What is conspicuously missing from this conversation is a voice speaking up for the types of enterprises most eligible to form the basis of a sustainable food system for our big country: mid-sized, regionally focused farms and businesses. The middle, unfortunately, is not a sexy pick. The players in this arena don't have the level of mechanized muscle that characterizes the big guys, but they also don't have the quaint, homespun feel that endears the little guys to so many. What they do have, however, is the ability to be relatively efficient, responsible to the environment, and responsive to their communities, all at the same time.
Isn't that what we all want, after all?
Some who study the issue of sustainable food production have long ago come to the conclusion that we need to focus our food system on a regional scale where middle-sized enterprises do the bulk of the heavy lifting. In the most notable example of those who are speaking up for this priority, an inter-institutional committee headed by Fred Kirschenmann of Iowa State's Leopold Center for Sustainable Agriculture have put together a program on the Agriculture of the Middle. The researchers point out that 80 percent of U.S. farmland is managed by mid-scale farms that are finding it difficult to succeed in a food system increasingly geared toward only the large-scale bulk and the small-scale niche markets. "If present trends continue," the project's Web site states, "these farms, together with the social and environmental benefits they provide, will likely disappear in the next decade or two."
I recently went to the Leopold Center offices on Iowa State's lovely campus to ask someone about the middle's role in a sustainable food system. Associate Director Rich Pirog, the leader of the Marketing and Food Systems Initiative, told me that there is a general lack of support for helping farmers create and maintain businesses at this scale. "Part of it is the market infrastructure isn't there," he said. "Part of it is the incentives aren't there. There's a number of policy changes that would need to be put in place to make those opportunities grow."

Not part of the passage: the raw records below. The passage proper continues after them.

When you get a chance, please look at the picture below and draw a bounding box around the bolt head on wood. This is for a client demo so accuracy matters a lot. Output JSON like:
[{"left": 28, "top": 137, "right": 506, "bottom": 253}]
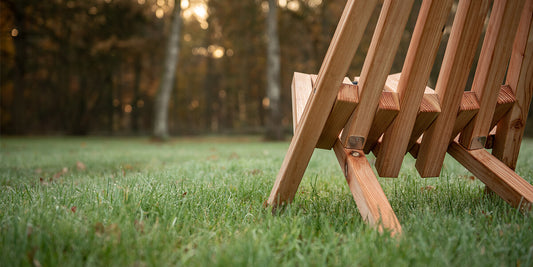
[{"left": 347, "top": 136, "right": 365, "bottom": 149}]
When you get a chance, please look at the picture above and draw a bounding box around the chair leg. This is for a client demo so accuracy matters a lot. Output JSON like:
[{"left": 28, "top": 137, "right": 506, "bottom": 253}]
[
  {"left": 333, "top": 139, "right": 402, "bottom": 236},
  {"left": 448, "top": 141, "right": 533, "bottom": 212}
]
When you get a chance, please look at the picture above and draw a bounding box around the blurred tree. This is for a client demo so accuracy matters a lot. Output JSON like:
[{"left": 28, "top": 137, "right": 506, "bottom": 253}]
[
  {"left": 153, "top": 0, "right": 182, "bottom": 140},
  {"left": 265, "top": 0, "right": 283, "bottom": 140}
]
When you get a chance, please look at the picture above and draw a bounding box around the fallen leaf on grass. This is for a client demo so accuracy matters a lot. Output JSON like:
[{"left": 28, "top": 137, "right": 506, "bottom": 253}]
[
  {"left": 420, "top": 185, "right": 435, "bottom": 192},
  {"left": 76, "top": 161, "right": 86, "bottom": 170},
  {"left": 134, "top": 220, "right": 144, "bottom": 234},
  {"left": 53, "top": 167, "right": 68, "bottom": 179},
  {"left": 71, "top": 206, "right": 77, "bottom": 213}
]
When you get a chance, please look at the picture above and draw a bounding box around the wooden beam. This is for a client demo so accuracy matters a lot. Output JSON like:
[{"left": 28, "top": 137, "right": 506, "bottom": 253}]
[
  {"left": 363, "top": 91, "right": 399, "bottom": 154},
  {"left": 267, "top": 0, "right": 377, "bottom": 207},
  {"left": 493, "top": 0, "right": 533, "bottom": 169},
  {"left": 313, "top": 76, "right": 359, "bottom": 150},
  {"left": 291, "top": 72, "right": 313, "bottom": 131},
  {"left": 459, "top": 0, "right": 526, "bottom": 149},
  {"left": 448, "top": 140, "right": 533, "bottom": 212},
  {"left": 410, "top": 86, "right": 513, "bottom": 159},
  {"left": 333, "top": 140, "right": 401, "bottom": 235},
  {"left": 341, "top": 0, "right": 415, "bottom": 150},
  {"left": 415, "top": 0, "right": 490, "bottom": 177},
  {"left": 406, "top": 89, "right": 441, "bottom": 152},
  {"left": 376, "top": 0, "right": 453, "bottom": 178}
]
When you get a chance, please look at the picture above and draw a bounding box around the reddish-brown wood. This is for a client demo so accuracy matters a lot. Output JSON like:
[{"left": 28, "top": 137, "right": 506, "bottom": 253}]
[
  {"left": 376, "top": 0, "right": 453, "bottom": 178},
  {"left": 415, "top": 0, "right": 490, "bottom": 177},
  {"left": 448, "top": 140, "right": 533, "bottom": 212},
  {"left": 341, "top": 0, "right": 415, "bottom": 150},
  {"left": 333, "top": 140, "right": 401, "bottom": 235},
  {"left": 267, "top": 0, "right": 377, "bottom": 207},
  {"left": 460, "top": 0, "right": 526, "bottom": 149},
  {"left": 315, "top": 77, "right": 359, "bottom": 150},
  {"left": 493, "top": 0, "right": 533, "bottom": 169}
]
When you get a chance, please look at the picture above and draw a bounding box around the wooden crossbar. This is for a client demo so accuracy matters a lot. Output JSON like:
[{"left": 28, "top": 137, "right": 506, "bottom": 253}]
[{"left": 267, "top": 0, "right": 533, "bottom": 235}]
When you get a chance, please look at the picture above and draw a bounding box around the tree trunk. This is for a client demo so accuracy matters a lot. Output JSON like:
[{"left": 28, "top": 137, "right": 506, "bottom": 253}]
[
  {"left": 265, "top": 0, "right": 283, "bottom": 140},
  {"left": 153, "top": 0, "right": 182, "bottom": 140}
]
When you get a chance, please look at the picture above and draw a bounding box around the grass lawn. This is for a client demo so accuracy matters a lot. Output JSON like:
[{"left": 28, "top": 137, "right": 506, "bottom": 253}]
[{"left": 1, "top": 136, "right": 532, "bottom": 266}]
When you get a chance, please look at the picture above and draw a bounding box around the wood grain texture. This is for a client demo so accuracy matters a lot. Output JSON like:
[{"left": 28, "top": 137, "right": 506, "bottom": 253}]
[
  {"left": 406, "top": 90, "right": 441, "bottom": 152},
  {"left": 490, "top": 85, "right": 516, "bottom": 128},
  {"left": 267, "top": 0, "right": 378, "bottom": 207},
  {"left": 493, "top": 0, "right": 533, "bottom": 169},
  {"left": 291, "top": 72, "right": 313, "bottom": 131},
  {"left": 341, "top": 0, "right": 415, "bottom": 149},
  {"left": 363, "top": 91, "right": 400, "bottom": 154},
  {"left": 415, "top": 0, "right": 490, "bottom": 177},
  {"left": 448, "top": 140, "right": 533, "bottom": 212},
  {"left": 459, "top": 0, "right": 526, "bottom": 149},
  {"left": 316, "top": 77, "right": 359, "bottom": 149},
  {"left": 376, "top": 0, "right": 453, "bottom": 178},
  {"left": 333, "top": 140, "right": 401, "bottom": 236}
]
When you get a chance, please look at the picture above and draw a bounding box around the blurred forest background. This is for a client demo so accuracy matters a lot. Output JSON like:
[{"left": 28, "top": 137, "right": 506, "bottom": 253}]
[{"left": 1, "top": 0, "right": 532, "bottom": 138}]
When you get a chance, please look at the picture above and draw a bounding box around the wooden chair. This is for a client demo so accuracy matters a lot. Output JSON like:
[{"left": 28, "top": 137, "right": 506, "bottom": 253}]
[{"left": 266, "top": 0, "right": 533, "bottom": 236}]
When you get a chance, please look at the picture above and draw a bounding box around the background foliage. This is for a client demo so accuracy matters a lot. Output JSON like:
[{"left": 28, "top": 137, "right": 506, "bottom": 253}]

He'd like to see the development of regional hubs for cooling centers and distribution. Needed also is greater availability of information about how to scale-up a food-related business or how big farms can diversify and tap into regional markets.
And then there's the matter of incentives: Right now, many systems seem to be set up to dissuade those who might be interested in working in middle-scale farming or diversifying to hit a regional market instead of the commodity market."It would be easier here in Iowa for a farmer to go and get a recreation loan to buy a boat than it would be for a farmer to get a loan to buy a string bean picker because of the risk associated with the picker," Pirog told me. "If there's no one else that has one, then if I loan it and he defaults, what am I going to do with a string bean picker?"
The farmers who want to work on bulk commodity crops don't have the same problem, however. "If it's a conventional farmer and it's a combine, everybody has those and are using them," he said. The upshot? "We have to be able to provide more incentives."
Once we figure out how to do that, it's got to happen fast. Otherwise, America's going to be left with a food system composed entirely of the big and the small, the national/international and the hyper-local, the super cheap and the very costly. Unless we want to live in a world with nothing between these extremes, we better start speaking up for the middle.